Antes que nada hay que aplaudir la puesta en escena, más allá de Luces de bohemia, del teatro de Valle-Inclán, armado con su verbo sustancial y vigoroso; un placer en su lectura y escucha. Caballero ha aglutinado Águila de blasón, Romance de lobos Cara de Plata alrededor del patriarca Juan Manuel Montenegro, el señor feudal gallego cuyo auge y caída definen las dos horas y media de representación. El director del CDN usa con acierto el recurso del flashback para el viaje expiatorio del tirano. Sucede cuando su esposa muere y él también afronta sus últimos días, amargado por el sentimiento de culpa respecto a doña María, traicionada por su marido de forma reiterada, por sus tropelías pasadas y por la traición filial. Todo un símbolo de final de un mundo bárbaro y de irrupción de una nueva era no menos salvaje, como recuerda la frase que cierra la obra: «¡Malditos estamos! Y metidos en un pleito para veinte años».

ELENCO IRREGULAR / Un personaje de la enjundia de Montenegro precisa de un actor de rango.

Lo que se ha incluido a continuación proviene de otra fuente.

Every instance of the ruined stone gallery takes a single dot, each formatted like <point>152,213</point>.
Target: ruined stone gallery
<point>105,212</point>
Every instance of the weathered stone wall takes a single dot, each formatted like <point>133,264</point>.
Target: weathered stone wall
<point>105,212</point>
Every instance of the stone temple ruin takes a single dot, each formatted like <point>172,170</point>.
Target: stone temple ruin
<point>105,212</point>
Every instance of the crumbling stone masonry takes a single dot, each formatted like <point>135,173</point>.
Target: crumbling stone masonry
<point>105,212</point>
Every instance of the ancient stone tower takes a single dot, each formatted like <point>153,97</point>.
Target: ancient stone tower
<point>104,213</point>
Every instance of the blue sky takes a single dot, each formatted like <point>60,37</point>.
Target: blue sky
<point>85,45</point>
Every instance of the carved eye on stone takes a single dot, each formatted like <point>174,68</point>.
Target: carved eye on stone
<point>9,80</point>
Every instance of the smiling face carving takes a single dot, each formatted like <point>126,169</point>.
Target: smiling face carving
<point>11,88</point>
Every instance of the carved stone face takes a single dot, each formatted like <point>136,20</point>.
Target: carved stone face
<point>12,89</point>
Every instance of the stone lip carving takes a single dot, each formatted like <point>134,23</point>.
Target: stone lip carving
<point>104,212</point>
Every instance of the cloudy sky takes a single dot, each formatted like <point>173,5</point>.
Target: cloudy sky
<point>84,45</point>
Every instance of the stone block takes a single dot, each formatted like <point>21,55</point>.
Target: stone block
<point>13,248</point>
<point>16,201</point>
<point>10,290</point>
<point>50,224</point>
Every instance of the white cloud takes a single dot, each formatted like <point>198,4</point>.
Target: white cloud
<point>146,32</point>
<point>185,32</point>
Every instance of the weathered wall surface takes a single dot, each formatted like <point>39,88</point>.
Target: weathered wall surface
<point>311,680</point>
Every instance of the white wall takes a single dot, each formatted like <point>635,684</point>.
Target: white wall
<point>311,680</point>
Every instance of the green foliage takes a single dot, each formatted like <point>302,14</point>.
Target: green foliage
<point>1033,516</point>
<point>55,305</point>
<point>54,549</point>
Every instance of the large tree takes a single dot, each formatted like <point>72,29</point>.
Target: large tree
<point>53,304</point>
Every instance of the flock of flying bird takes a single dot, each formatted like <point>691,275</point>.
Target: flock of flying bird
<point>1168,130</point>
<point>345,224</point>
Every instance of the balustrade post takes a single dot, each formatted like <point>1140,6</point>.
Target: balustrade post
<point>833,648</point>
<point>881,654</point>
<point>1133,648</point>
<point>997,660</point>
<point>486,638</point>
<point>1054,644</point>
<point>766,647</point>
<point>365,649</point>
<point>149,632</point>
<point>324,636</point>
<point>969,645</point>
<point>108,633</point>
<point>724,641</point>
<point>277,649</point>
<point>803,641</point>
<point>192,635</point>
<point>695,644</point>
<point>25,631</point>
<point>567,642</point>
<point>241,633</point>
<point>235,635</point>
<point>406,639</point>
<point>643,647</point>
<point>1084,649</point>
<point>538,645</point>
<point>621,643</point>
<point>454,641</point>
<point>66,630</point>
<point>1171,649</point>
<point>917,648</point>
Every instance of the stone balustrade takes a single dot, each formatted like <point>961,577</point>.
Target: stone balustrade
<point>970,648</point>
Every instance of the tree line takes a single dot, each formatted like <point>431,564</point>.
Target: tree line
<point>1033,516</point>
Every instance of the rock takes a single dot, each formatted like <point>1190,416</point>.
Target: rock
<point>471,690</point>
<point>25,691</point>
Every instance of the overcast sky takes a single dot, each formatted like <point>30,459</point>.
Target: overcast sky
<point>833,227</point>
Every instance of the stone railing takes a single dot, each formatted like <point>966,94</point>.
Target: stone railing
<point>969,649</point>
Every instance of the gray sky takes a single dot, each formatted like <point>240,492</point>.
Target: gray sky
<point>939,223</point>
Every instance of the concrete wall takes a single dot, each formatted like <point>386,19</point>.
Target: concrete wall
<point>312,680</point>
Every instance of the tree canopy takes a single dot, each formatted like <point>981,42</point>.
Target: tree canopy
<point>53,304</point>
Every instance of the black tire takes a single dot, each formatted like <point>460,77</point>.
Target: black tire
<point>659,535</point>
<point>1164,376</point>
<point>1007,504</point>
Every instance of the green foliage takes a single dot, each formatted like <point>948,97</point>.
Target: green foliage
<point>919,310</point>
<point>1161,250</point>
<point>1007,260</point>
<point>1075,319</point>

Ramón Barea, Premio Nacional de Teatro del 2013, asume el reto con solemnidad en un trabajo soberbio cuando el cacique muestra su cara brutal y  también cuando es más humano en su ocaso. Barea ejerce de puntal indiscutible de un irregular y amplio elenco.

En una escenografía tenebrosa marcada por un gran puente gallego, Montenegro se deja ver con fluidez hasta un moroso epílogo místico, en el que se podían haber recortado escenas como la del saqueo de la tumba de doña María. A su favor juegan imágenes poderosas y de carga expresionista y un lustroso juego coreográfico en el que los intérpretes igual son animales que simulan la estructura del barco en el que regresa Montenegro a Flavia Longa. Son algunos puntos fuertes de una puesta en escena clásica, sin estridencias modernas, en la que la música peca de  reiterativa banda sonora.